Non US-ASCII characters dropped from full (profile) URL

Question

I have characters which are outside 7-bit ASCII in my username, "Jakub Narębski". Characters outside US-ASCII are dropped from the full profile URL: https://meta.stackoverflow.com/users/130454/jakub-narbski (observe that it is 'narbski', not 'narebski' or 'narębski').

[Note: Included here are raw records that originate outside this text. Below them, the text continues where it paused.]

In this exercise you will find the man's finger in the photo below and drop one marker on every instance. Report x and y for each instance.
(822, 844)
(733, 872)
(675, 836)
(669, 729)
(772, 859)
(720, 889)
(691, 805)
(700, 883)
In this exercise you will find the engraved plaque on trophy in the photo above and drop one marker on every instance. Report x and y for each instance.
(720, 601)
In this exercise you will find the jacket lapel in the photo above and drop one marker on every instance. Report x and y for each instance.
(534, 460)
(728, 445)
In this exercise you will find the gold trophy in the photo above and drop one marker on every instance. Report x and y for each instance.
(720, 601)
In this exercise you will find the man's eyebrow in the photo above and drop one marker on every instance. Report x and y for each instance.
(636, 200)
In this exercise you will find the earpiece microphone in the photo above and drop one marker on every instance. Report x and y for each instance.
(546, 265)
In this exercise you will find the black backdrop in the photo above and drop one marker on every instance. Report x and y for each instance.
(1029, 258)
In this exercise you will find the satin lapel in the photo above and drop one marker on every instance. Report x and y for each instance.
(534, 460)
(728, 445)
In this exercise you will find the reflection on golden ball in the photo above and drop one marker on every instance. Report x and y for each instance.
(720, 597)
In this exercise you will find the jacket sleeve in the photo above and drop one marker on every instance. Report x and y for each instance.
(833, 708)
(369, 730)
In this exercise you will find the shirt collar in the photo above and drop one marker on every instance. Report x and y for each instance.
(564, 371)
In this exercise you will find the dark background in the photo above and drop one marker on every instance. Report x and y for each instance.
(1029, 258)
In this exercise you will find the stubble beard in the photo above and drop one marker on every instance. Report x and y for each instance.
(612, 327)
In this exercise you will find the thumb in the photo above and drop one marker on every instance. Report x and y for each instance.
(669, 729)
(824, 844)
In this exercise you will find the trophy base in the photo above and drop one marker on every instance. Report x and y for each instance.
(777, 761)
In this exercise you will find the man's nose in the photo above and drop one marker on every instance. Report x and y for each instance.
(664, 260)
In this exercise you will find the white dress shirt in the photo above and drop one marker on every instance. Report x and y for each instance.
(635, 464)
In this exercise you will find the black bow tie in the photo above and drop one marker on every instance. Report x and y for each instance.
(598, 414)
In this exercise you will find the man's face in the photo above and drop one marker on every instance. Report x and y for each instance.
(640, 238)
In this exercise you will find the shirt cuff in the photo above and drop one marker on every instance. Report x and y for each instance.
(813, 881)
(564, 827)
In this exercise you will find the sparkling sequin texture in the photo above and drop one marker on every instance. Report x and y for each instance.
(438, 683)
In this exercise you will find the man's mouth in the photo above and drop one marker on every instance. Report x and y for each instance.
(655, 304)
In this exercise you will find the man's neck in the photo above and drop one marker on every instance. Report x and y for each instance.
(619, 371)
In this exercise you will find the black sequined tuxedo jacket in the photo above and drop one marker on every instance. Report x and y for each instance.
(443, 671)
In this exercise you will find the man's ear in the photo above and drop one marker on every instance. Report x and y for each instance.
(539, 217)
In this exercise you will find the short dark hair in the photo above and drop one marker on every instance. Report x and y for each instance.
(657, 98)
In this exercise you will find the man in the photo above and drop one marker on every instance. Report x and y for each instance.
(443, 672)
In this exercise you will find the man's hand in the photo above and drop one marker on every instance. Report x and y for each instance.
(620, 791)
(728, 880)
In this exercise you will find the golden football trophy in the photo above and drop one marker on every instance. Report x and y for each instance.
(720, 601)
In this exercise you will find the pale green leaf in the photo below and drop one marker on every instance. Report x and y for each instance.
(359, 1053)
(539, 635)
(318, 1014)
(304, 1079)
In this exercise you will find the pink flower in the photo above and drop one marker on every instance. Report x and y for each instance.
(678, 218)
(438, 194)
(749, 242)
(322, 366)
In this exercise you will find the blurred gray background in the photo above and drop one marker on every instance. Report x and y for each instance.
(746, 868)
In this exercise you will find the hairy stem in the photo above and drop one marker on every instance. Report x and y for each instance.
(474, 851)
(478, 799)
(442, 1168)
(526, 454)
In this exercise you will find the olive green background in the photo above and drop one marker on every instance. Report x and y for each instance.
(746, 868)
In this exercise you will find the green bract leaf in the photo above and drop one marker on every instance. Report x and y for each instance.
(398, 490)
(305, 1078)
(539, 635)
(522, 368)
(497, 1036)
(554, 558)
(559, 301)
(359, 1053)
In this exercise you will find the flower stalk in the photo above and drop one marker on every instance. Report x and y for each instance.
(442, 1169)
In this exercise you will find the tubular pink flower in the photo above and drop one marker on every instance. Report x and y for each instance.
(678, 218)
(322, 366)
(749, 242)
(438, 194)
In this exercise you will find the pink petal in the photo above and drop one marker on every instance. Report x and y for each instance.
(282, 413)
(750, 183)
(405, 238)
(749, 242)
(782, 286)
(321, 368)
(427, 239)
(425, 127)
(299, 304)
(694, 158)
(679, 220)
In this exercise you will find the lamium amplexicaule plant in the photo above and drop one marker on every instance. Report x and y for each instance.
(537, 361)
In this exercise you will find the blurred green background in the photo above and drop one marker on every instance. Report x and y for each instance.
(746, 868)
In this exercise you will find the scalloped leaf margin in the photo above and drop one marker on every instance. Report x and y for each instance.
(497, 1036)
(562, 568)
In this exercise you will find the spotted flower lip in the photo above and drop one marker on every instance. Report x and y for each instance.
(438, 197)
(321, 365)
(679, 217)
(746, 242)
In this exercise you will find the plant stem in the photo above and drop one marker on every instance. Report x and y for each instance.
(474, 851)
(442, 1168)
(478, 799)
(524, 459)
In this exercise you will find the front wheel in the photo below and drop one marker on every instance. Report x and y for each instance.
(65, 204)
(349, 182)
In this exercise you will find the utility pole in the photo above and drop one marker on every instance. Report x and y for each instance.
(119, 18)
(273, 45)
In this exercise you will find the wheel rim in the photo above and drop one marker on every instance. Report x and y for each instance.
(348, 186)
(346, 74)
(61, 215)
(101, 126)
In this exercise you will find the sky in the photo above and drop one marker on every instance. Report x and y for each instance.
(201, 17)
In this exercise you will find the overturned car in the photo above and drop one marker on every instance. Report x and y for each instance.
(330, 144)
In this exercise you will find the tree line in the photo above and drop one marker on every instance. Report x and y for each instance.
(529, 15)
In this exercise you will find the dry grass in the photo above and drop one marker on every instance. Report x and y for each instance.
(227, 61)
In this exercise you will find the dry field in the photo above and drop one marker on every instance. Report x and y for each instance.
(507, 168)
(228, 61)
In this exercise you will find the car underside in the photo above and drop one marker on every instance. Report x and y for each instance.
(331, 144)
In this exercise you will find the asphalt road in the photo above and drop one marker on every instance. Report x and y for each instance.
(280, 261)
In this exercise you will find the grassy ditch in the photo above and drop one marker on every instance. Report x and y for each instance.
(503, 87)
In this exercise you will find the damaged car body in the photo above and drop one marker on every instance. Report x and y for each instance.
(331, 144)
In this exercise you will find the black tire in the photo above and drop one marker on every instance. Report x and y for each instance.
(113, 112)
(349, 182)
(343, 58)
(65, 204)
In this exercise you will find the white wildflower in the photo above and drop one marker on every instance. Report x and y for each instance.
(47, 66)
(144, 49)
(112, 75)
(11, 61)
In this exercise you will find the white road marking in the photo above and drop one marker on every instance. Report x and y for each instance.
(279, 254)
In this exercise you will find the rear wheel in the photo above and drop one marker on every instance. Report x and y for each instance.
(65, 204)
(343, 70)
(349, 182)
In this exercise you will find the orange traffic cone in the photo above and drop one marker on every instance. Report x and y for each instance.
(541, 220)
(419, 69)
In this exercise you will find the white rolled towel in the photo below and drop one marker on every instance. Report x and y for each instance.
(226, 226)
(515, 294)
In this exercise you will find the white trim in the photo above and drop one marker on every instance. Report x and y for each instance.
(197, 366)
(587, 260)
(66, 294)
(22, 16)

I'm not quite sure if it is a bug or not. I think that the last part of URL is purely informational; https://meta.stackoverflow.com/users/130454 works as well, I suspect to allow to change one's name field.

Added 2009-07-30:
This feature request, in the form of stripping diacritical marks, got implemented (status-completed). Wouldn't it be a good idea to separate this Unicode transliteration code and put it as ASP.NET snippet or mini-library somewhere?

See also: This Is America, Take Your Unicode Somewhere Else blog post by Ted Dziuba, which mentions Text::Unidecode Perl module (which does US-ASCII transliterations of Unicode text), and mentions Stack Overflow in passing.

Added 2009-08-30
Perl 6 has :ignoreaccent modifier, and there is also the Text::Unaccent Perl module (which uses unac C library).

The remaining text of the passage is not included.